After completing the course, students should be able to
- Formulate statements in a natural language (e.g. English) by a syntactically correct formula in propositional logic or in first-order logic, depending on what is appropriate in the context.
- Determine the truth value of a formula with respect to a truth value assignment if the formula is from propositional logic, or with respect to a structure if the formula is from first-order logic.
- Determine if a formula is satisfiable, valid or a logical consequence of a set of other formulas.
- Determine if two formulas are logically equivalent.
- Construct a (disjunctive, conjunctive or prenex) normal form which is equivalent to a given formula.
- Motivate some standard formal proof rules and construct formal proofs.
- Use the notions of logical consequence and/or formal proof together with the soundness and/or completeness theorems to determine the correctness of a claim that a statement follows from some given assumptions.

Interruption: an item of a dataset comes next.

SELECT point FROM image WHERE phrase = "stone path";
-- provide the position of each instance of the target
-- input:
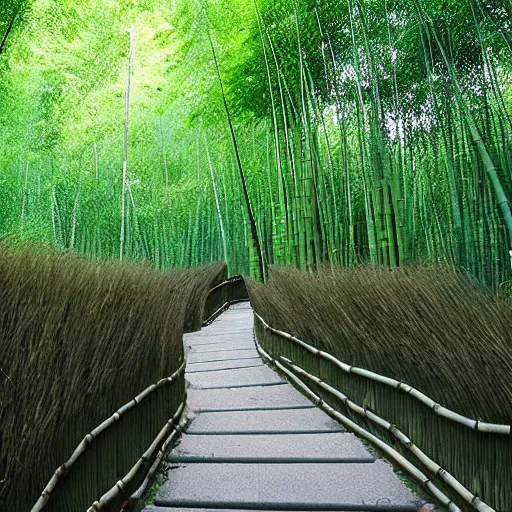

- Describe and apply some results from the course about algorithmic aspects about the problem of determining satisfiability, validity, logical consequence etc in propositional and first-order logic.
We study the two formal (logical) languages called propositional logic and first-order logic, which have a central role in modern logic and its applications.
Syntax and semantics of the formal language of propositional logic. Logical consequence and equivalence in propositional logic. Functional completeness. Disjunctive and conjunctive normal forms. Proof rules and formal proofs in propositional logic. Soundness and completeness of propositional logic.
Syntax of the formal language of first-order logic. First-order structures and the semantics of first-order logic. Logical consequence and equivalence in first-order logic. Prenex normal forms. Proof rules and formal proofs of first-order logic. Soundness and completeness of first-order logic. Computational aspects of propositional logic and first-order logic.
Valentin Goranko, Logic as a Tool: A Guide to Formal Logical Reasoning, John Wiley & Sons Ltd, 2016.
Home work assignments.
A re-examination is prepared about 6 months after the course covering completion of missing parts.